Chaurasia Anushka, Kumar Deepak
Department of Computer Science and Engineering, National Institute of Technology Meghalaya, India.
Department of Computer Engineering, National Institute of Technology Kurukshetra, India.
J Biomed Inform. 2025 Jun;166:104832. doi: 10.1016/j.jbi.2025.104832. Epub 2025 Apr 28.
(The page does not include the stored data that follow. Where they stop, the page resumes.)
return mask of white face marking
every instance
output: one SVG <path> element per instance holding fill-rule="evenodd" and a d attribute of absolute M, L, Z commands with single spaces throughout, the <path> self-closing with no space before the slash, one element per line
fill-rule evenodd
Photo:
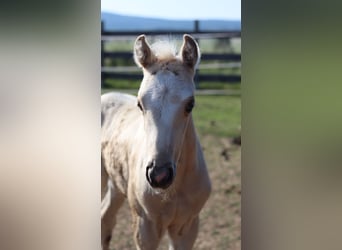
<path fill-rule="evenodd" d="M 194 95 L 194 84 L 171 71 L 146 74 L 138 98 L 143 106 L 146 161 L 176 163 L 188 116 L 187 100 Z"/>

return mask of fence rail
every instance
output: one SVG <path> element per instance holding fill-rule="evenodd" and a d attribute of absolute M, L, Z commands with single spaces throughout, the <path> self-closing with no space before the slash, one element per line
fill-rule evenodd
<path fill-rule="evenodd" d="M 204 32 L 198 30 L 198 24 L 196 26 L 196 21 L 194 25 L 195 29 L 191 32 L 186 31 L 147 31 L 144 32 L 145 35 L 150 36 L 172 36 L 183 35 L 184 33 L 191 34 L 197 41 L 200 42 L 201 39 L 213 38 L 213 39 L 231 39 L 235 37 L 241 37 L 240 31 L 212 31 Z M 127 32 L 112 32 L 102 30 L 101 36 L 101 76 L 102 76 L 102 86 L 107 79 L 130 79 L 130 80 L 140 80 L 142 79 L 142 73 L 137 67 L 134 66 L 133 54 L 132 52 L 111 52 L 104 50 L 104 43 L 112 40 L 133 40 L 141 31 L 127 31 Z M 118 67 L 106 67 L 106 59 L 125 59 L 130 60 L 131 65 L 118 66 Z M 226 69 L 226 68 L 240 68 L 241 66 L 241 54 L 235 53 L 204 53 L 201 56 L 201 66 L 196 72 L 195 81 L 196 84 L 200 82 L 223 82 L 227 84 L 236 84 L 241 82 L 240 74 L 224 74 L 224 73 L 204 73 L 201 70 L 206 69 Z"/>
<path fill-rule="evenodd" d="M 102 31 L 101 39 L 102 40 L 125 40 L 132 39 L 132 37 L 137 37 L 141 34 L 145 34 L 147 36 L 182 36 L 183 34 L 190 34 L 196 39 L 203 38 L 234 38 L 241 37 L 241 31 L 191 31 L 191 30 L 183 30 L 183 31 Z"/>
<path fill-rule="evenodd" d="M 130 59 L 133 57 L 133 52 L 104 52 L 105 58 L 124 58 Z M 219 54 L 219 53 L 206 53 L 201 56 L 201 60 L 220 60 L 220 61 L 241 61 L 241 54 Z"/>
Adverse Drug Reactions (ADRs) during pregnancy pose significant risks to both the mother and the fetus. Conventional approaches to predict ADR are inadequate due to ethical restrictions that prevent performing medication studies in pregnant women, leading to restricted data samples. Hence, computational techniques have been promising for ADR predictions. However, most of these techniques have focused on the general population and face the challenge of class imbalance and lack of model interpretability. In the present work, an ensemble learning-based PregAN-NET framework has been proposed that addresses the issue of class imbalance by generating synthetic data employing Conditional Tabular Generative Adversarial Network (CTGAN) and integrates neural network and gradient boosting as a Boosted Neural Ensemble (BNE) architecture to predict safe and unsafe drugs considering their adverse reactions during pregnancy. Furthermore, the SHAP method has been employed to enhance the post-hoc interpretability of the BNE architecture by analyzing the contribution of different features towards prediction. The proposed framework has been applied to chemical and biological properties from PubChem and DrugBank, along with class labels from the ADReCS database. CTGAN has been evaluated for data balancing, showing a 2% to 5% performance improvement over SMOTE. The BNE architecture has outperformed six state-of-the-art methods by achieving mean ROC-AUC scores between 77.00% and 90.00% for chemical data, 66.00% and 74.00% for biological data, and 70.00% to 75.00% for combined datasets. Further, the top 20 contributory features in prediction corresponding to the different drug properties have been identified.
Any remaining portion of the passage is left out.